私が興味を示したことが意外だったのか、レイはキョトンとして私を見ていた。



どうも、この世界では肌の色が白い方が好まれるので、どうしても肌が焼けてしまう騎士団には女性があまり興味を示すことはないそう。

ただし、肌が黒いだけで容姿や体型に難ない場合には同じように仕事柄肌が焼けてしまうもの同士で婚姻するのでそこまで女に飢えてることはないらしい。

前世で言う肌の綺麗さみたいなもんか??

よくわからないこの世界の美の基準に私は頭を傾げる。


(レイは肌白いからそこはモテポイントって事かな?)


聞く限りでは、この世界で容姿が悪い人が極端に迫害されてるとかは無いそうだ。

ただ、結婚相手にはされないらしい。



「あ、そういえば。」

「なぁに?レイどうしたの?」

「騎士団に見るに絶えないほどの容姿の男がいると少し前に噂が…」

「はいっ!?行こう!今すぐに行こう!」



私はまだ見ぬイケメンに対して思いを馳せつつ、レイに対して早く行こうと言ったのだった。


私の後ろにいたメイドが先に騎士団へと私がいくことを伝えに走ってゆくのを見ながら、レイと歩いてゆく。


(この世界の美醜の基準がわからないな。)


一つわかるのが、顔だけなんだろうってことだ。

メイドが私を褒める言葉を聞いていたが、肌がきめ細やかで白いだとか胸が大きいとかお尻がキュッと上がっているとか体に対しての賛辞はごく普通だった。

顔に対しては頬ボネがセクシーだとか鼻口が横に開いていてセクシーだとか唇が分厚くてセクシーだとか目がこんなに薄いだとか聞くに絶えない賛辞だったが。

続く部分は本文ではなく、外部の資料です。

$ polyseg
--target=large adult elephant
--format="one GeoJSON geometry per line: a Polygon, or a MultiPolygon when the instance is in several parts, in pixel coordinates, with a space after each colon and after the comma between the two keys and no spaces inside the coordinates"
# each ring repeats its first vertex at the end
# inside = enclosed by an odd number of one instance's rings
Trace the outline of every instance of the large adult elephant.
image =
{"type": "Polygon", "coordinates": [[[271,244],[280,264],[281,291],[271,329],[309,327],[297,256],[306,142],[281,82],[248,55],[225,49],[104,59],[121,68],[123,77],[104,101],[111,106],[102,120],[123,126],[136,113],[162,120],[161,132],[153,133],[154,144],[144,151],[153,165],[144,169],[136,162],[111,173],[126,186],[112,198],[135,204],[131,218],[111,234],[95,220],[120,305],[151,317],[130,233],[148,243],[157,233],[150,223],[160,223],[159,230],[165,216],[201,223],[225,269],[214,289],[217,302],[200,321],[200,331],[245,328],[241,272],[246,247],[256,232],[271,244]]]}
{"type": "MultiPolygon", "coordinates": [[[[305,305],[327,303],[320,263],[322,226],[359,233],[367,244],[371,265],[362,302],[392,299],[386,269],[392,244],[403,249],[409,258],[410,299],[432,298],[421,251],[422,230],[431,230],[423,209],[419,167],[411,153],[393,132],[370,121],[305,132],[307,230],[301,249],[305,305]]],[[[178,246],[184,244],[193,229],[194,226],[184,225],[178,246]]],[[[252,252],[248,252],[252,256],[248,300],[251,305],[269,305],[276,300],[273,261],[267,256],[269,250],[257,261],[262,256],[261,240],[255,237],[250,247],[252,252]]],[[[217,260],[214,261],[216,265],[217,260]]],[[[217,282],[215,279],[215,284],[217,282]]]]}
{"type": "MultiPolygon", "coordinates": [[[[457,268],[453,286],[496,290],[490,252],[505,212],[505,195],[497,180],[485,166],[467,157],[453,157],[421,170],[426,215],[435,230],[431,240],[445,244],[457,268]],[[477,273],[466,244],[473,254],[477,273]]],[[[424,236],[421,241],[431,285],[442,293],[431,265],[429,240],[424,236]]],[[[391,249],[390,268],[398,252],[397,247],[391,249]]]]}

…むしろ惨事だな。


(どこもかしこもセクシーなのか私の顔は、歩いていていいのか?…私はセクシーの具現化??)


そんな馬鹿馬鹿しいことを脳内で考えてるうちに騎士団がいる場所へと到着した。



騎士団演習場の受付で待っていたメイドと合流して演習場へと入る。

そこは前世で例えるならばサッカースタジアムのような形をしているが、それよりかは規模が小さいものだった。


私は来賓席に座ってワクワクしながら騎士団を見学していた。

レイも騎士団を見るのは嫌いじゃないらしく、横で目を輝かせていた。



「レイ、レイ、どの人が例の人かわかる?」

「えーっと、えーっと?…あの人かなぁ?」


私がレイが指を刺した先にいる人を見るが、そこまでカッコいいとは思えなかった。


(やっぱり噂は噂かー)


そう思いつつため息を吐く。


そしてふと、私たちがいる来賓席の左側の端に誰かが腕を組んで座っていることに気づいた。

その人は寝ているのか顔は見えないが、着ている服が騎士団の制服のような気がする。



「ねぇねぇ、あの人なんであそこにいるんだろう?」



私は気になったのでレイにそう聞くが、レイもよくわからないようで私と一緒に頭を傾げていた。


そうしてるうちに、みんなが一箇所に集まり始める。

その時さっきまで全く動いてなかった左側にいた人が急に立ち上がり、みんなが集まっているところへと走っていったのである。


そして私はそれを魂が抜けたような顔をしながら見送ったのだった。



「はわわ…レイとは違うタイプのイケメンがいた…」



私の言葉を聞いたレイが驚愕の表情を私に向けているのがらわかった。

もう今の私には誰の声も聞こえないし顔も見えない。



ここが日本だったとして、浮気症だとなんだろうと罵られようがいい。


だってここは異世界なのである。


子供を産むのが仕事なのである。そうだ、そうなのだ!私は聖女なのだ!

一人で最低な事を考えながらメイドへと夫にしたいから声をかけてきて欲しい事を伝える。


「レイ、レイの事私は大好きだからね?他の人も夫になったとしても、第一夫はレイだからね?」


私はハッとレイの方を向きながら急いでそう言うと、レイは『え?いきなりどうしたんですか?』みたいな顔をしていた。

レイに嫌じゃないのかと聞くと、この世界では一夫一妻の方が少ないので気にすることはあまりないのだと。

でも、夫同士妻同士の相性があるので基本的には話し合いの場が設けられたりするらしい。

けれどこの場合、話し合いで決めるのは婚姻するかしないかではなく、棲み分けはどうするのかの話し合いらしいので、異世界って凄いと改めて思ったのである。